La sujeción de lo democrático a la condición en la que este sumida una determinada cantidad de hombres, garantizará que la expectativa no sea siempre una abstracción, sino que esté supeditada a un resultado, a un determinado logro, concreto y específico. Lo democrático no perdería su razón dinámica de generar expectativas y no nadaría en el inmenso océano de la abstracción. Al disponer de un eje representativo, estaríamos logrando una modificación sustancial e inusitada. Aunque todo el andamiaje político continúe con sus estructuras, deberá plantearse formas y maneras: cómo lograra el cometido que lo impulsa a buscar una nueva definición de democracia; bajo qué proyectos y propuestas logrará reducir el número de pobres en sus respectivas comunidades para, subsiguientemente, proponer —en todos y en cada uno de los campos en que el colectivo ciudadano se vea amenazado— un plan de vida.
Sin embargo, lo que nos destroza nos hace gozar, en la inmediatez de impedirnos el placer de haber liberado la tensión, en la automaticidad, industrialista del ya, del ahora, no teníamos ni tiempo de creer, ambicionar o desear que algo mejor nos sobrevenga. Ya no creemos en nada, ya no creemos. Solo íbamos a las iglesias, a las marchas, como a la escuelas y a los centros de votaciones, por la inercia espectral en la que hubimos transformado a la experiencia de lo humano.

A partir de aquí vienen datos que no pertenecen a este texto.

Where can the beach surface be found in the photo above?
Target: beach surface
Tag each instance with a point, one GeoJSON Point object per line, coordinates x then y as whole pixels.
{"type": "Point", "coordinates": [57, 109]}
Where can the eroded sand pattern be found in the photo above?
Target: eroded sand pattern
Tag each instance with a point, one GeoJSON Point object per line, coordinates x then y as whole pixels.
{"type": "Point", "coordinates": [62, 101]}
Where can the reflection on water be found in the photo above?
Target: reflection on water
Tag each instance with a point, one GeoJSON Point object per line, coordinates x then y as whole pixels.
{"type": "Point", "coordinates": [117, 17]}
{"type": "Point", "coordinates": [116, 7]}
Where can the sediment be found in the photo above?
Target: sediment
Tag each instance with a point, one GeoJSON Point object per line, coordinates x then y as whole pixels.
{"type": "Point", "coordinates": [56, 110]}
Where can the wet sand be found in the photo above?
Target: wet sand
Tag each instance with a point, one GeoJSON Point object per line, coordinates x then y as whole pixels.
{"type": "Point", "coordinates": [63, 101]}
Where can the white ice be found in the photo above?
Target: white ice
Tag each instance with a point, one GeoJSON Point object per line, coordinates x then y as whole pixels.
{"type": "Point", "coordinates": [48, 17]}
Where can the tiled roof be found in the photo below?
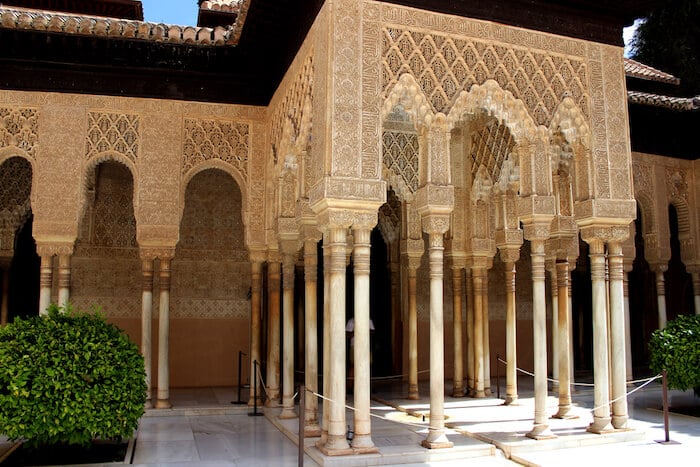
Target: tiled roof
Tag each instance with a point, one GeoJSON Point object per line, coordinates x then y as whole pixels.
{"type": "Point", "coordinates": [639, 70]}
{"type": "Point", "coordinates": [36, 20]}
{"type": "Point", "coordinates": [226, 6]}
{"type": "Point", "coordinates": [674, 103]}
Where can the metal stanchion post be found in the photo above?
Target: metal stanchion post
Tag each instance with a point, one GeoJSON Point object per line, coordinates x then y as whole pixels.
{"type": "Point", "coordinates": [302, 407]}
{"type": "Point", "coordinates": [255, 412]}
{"type": "Point", "coordinates": [239, 401]}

Nos gusta el cloacal en que hemos transformado nuestra existencia, o tan siquiera. Estamos en una fosa común, embriagados por el hedor que se desprende de lo que alguna vez fuimos, sin siquiera la posibilidad de pensar que ya estamos muertos, que no tenemos ninguna otra chance, que no sea la del olvido, trémulo y fatuo, de otro acontecimiento vacío, carente de alma como de significado, que te haga olvidar, que alguna vez, y producto de la casualidad te han llegado líneas textuales como las presentes, para que te veas como puedas, sin otra posibilidad de conclusión que no sea la de avergonzarte en tu condición de humano, mientras a tu lado, los que no comen para que vos lo hagas, no dejan de ser testigos, mudos e impávidos, de tu pasmada y soberana estupidez pagana en tiempos democráticos. A ese otro a quien ni siquiera le puedas estampar un beso, o dar un abrazo.